Tensionando essa mudança, o Departamento de Letras Orientais da USP precisou se adaptar e mudar a sua grade de ensino, trazendo um foco maior na produção contemporânea e sua relação com as publicações clássicas japonesas. O foco da academia no momento é que os estudantes sintam vontade de seguir aprofundando e criando novas relações, ao invés de consumir sempre os mesmos autores e tipos de pensamento.
Cacau Ideguchi: Como a mudança de perfil dos alunos que estão ingressando em Letras está também mudando a forma de ensinar japonês?

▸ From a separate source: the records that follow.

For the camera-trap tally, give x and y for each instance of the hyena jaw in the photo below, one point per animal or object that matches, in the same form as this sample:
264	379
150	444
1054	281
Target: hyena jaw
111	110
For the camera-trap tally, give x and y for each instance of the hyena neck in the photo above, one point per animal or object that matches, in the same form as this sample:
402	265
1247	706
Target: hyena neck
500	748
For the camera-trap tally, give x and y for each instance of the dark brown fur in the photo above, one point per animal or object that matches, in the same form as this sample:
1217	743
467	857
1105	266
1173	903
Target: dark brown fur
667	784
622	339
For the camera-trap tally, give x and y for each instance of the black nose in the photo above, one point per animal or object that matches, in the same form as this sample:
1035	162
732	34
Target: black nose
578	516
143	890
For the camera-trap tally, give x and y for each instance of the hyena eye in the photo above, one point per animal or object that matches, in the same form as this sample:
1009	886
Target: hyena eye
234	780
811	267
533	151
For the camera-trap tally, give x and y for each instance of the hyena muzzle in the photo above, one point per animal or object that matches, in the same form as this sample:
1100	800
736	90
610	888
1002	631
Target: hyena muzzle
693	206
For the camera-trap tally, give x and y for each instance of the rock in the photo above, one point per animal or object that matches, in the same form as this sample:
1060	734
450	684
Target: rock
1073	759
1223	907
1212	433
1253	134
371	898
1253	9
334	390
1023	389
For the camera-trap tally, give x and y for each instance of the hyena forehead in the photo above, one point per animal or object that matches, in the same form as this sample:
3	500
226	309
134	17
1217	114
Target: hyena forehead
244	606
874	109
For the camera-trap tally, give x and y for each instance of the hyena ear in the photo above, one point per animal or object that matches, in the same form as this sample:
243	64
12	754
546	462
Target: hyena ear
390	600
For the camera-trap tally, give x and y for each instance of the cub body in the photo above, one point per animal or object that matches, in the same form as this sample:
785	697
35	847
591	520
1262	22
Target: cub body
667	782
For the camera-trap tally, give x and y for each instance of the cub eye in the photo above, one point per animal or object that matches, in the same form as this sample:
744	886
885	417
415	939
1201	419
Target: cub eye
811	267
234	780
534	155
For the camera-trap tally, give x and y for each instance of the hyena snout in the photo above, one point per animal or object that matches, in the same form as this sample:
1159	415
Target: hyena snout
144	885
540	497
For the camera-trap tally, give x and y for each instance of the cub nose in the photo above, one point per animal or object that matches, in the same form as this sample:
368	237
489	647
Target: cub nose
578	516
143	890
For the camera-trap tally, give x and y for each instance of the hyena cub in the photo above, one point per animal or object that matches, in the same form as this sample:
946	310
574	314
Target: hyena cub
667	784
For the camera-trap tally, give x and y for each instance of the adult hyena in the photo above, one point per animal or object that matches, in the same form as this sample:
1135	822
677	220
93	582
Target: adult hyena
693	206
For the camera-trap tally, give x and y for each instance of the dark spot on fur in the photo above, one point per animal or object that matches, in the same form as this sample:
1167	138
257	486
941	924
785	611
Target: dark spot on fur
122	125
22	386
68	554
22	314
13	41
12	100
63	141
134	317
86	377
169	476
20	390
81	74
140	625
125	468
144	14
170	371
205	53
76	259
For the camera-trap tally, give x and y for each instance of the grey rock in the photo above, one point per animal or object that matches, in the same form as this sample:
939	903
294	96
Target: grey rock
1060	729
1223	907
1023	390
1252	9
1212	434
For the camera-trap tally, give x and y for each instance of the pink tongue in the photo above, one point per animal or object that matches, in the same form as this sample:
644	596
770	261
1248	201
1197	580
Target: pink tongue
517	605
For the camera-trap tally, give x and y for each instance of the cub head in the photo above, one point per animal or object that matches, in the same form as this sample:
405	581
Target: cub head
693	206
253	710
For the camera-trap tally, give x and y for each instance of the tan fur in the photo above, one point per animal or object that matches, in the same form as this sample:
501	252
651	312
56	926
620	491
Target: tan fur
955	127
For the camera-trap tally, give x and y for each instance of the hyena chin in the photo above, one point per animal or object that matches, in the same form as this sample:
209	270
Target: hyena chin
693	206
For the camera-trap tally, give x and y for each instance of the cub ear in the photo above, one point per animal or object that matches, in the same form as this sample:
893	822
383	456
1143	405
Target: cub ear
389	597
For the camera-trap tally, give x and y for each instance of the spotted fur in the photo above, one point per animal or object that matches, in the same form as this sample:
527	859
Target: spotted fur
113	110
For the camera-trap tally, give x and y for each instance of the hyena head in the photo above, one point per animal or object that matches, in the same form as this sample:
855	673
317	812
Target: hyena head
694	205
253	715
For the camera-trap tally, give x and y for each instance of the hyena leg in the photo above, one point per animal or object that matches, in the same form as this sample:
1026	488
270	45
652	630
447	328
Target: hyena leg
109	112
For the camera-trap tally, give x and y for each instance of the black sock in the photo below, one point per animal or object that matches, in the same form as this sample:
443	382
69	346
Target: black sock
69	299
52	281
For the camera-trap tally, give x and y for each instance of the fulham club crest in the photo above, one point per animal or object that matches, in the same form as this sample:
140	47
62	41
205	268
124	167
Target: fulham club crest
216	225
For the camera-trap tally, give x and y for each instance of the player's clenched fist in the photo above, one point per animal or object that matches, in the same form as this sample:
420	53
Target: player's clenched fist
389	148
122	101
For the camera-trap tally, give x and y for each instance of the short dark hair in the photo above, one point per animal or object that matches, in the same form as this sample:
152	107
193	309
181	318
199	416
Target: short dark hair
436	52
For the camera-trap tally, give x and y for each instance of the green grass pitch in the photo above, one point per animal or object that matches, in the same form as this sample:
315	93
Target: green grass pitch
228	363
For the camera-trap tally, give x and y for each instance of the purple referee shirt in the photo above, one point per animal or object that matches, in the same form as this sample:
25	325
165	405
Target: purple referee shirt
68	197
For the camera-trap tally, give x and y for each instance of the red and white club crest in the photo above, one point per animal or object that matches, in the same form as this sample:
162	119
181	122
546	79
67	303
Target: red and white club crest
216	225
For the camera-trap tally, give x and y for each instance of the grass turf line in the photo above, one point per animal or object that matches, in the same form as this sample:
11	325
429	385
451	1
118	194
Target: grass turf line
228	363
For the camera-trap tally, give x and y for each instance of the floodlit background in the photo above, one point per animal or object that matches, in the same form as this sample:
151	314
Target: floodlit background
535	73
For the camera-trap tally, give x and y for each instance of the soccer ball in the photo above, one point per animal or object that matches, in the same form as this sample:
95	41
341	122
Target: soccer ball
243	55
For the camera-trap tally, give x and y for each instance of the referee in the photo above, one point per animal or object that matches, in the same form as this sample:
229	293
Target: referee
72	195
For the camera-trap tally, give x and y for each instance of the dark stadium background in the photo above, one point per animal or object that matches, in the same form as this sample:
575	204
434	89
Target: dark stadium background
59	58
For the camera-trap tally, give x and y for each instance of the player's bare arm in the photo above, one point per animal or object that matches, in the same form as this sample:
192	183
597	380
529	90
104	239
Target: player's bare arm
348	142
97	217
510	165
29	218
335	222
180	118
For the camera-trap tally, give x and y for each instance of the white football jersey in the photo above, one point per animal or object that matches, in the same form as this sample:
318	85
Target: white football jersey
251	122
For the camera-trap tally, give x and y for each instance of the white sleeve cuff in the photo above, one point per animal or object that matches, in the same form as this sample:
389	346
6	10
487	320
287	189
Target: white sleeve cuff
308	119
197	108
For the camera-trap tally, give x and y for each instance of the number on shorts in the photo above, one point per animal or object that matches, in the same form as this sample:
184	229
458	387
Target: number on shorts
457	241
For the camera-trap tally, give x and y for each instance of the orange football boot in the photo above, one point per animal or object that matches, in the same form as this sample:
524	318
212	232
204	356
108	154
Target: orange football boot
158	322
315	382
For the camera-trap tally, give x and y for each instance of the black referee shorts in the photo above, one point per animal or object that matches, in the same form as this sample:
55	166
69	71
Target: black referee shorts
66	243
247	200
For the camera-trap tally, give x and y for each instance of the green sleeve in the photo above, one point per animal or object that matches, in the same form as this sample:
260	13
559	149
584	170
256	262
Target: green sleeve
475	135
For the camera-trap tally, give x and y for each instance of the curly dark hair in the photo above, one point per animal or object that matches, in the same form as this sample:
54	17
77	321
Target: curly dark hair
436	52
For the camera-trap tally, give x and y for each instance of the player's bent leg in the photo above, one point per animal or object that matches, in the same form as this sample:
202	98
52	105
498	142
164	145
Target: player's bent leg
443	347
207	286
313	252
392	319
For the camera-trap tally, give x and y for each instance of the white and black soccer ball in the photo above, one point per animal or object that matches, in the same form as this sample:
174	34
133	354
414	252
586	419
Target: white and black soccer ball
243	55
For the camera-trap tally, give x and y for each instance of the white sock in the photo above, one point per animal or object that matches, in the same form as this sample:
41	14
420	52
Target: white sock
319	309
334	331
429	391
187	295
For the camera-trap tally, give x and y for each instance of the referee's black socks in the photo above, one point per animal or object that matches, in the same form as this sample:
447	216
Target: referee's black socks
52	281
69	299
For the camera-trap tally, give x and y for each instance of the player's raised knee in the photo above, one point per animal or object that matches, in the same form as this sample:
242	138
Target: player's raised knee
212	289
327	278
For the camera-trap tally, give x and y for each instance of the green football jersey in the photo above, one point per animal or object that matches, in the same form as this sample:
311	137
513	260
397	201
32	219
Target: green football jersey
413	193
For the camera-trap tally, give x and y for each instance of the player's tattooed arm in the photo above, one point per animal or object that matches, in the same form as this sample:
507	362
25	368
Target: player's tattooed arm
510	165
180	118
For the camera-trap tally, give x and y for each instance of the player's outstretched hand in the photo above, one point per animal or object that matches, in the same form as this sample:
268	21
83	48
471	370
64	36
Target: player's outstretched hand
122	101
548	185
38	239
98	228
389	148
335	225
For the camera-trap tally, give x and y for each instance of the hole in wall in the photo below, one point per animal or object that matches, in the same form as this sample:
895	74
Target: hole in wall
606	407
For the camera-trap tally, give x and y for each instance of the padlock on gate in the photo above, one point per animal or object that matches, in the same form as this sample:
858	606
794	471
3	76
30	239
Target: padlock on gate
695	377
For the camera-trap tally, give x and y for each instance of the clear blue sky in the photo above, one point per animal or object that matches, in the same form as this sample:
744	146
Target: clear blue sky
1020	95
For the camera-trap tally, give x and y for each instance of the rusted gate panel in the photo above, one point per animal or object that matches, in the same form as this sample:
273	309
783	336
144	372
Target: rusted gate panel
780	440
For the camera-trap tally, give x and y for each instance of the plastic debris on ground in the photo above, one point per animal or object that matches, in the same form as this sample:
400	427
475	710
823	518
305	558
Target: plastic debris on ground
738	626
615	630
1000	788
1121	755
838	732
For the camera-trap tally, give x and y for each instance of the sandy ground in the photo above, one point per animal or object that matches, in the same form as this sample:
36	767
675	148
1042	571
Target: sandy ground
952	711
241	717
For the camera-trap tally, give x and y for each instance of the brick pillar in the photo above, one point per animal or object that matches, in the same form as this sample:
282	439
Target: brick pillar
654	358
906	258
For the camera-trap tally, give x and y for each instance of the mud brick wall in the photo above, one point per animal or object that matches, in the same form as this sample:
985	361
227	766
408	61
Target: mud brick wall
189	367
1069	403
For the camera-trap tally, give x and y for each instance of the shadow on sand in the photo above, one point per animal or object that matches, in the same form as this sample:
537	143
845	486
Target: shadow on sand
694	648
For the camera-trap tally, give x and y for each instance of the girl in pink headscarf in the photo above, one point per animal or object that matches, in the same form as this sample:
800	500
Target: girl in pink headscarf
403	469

Lica Hashimoto: Atualmente, o perfil dos alunos que ingressam no curso de Letras – habilitação japonês e português – é de 70% brasileiros, sem nenhuma descendência japonesa. Se compararmos com os dados de 1990 a 2000, nota-se que o perfil era exatamente o oposto, o que significa que 70% dos alunos eram filhos ou netos de japoneses e muitos deles ingressavam com conhecimento básico de conversação e escrita japonesa. Com a mudança de perfil dos alunos ao longo dos anos, viu-se a necessidade de reestruturar, atualizar e adequar a grade curricular para atender a um alunato que, além de estudar a língua japonesa, possui interesse em aprofundar os conhecimentos de literatura e cultura japonesas. Nesse sentido, a partir de 2018, isto é, do ano passado, estamos com um curso novo, reestruturado para atender essa nova demanda.
CI: De que maneira a academia está abarcando a cultura pop dentro do ensino superior?
LH: No curso de Letras Japonês da USP, as pesquisas relacionadas à cultura japonesa pop despontaram timidamente num cenário acadêmico que relutava em aceitar o Pop como tema de estudo. No entanto, esse cenário mudou e, atualmente, não só no Brasil, como em diversas partes do mundo, o pop vem se tornando um tema de pesquisa importante para se entender o mundo contemporâneo e suas expressões.
CI: Você comentou algo interessante, sobre quem gosta de mangá shonen poder se interessar pela literatura clássica japonesa, por causa do mito do herói. Pode dar exemplos sobre isso?
LH: Costumo dizer, em tom de brincadeira, que os seres humanos mais tradicionais do planeta são as crianças e os jovens (risos). Prova disso é que muitos dos animes, mangás e jogos eletrônicos são desenvolvidos como histórias que contam lições de superação, coragem, conhecimento, respeito, valor, justiça e, não raro, os que assistem conseguem acompanhar o desenvolvimento daquele personagem que aprendeu com os desafios até se tornar um herói.
As evoluções dos Pokémons, Digimons, Dragon Ball, etc mostram as etapas da evolução de cada um deles e, a cada etapa, novos desafios – cada vez mais difíceis – surgem para serem conhecidos, enfrentados e superados. Quando eu digo que as crianças e jovens são os seres humanos mais tradicionais é porque no Kojiki (Relatos de fatos antigos), primeira obra histórico-mitológica do Japão compilado em 712, há inúmeras histórias de divindades e homens que se tornaram heróis após passarem por provações.
As histórias de heróis e divindades contadas por meio de animes, mangás etc, são releituras das obras da literatura japonesa clássica. Por isso, quem gosta de cultura pop acha que não gosta de literatura japonesa clássica, mas isso não é verdade. Os jovens são os que mais curtem a tradição e os valores de antigamente, mas de um modo colorido, musical e divertido.
* Entrevista realizada em março de 2019 a pedido da ABEJ – Associação Brasileira de Estudos Japoneses.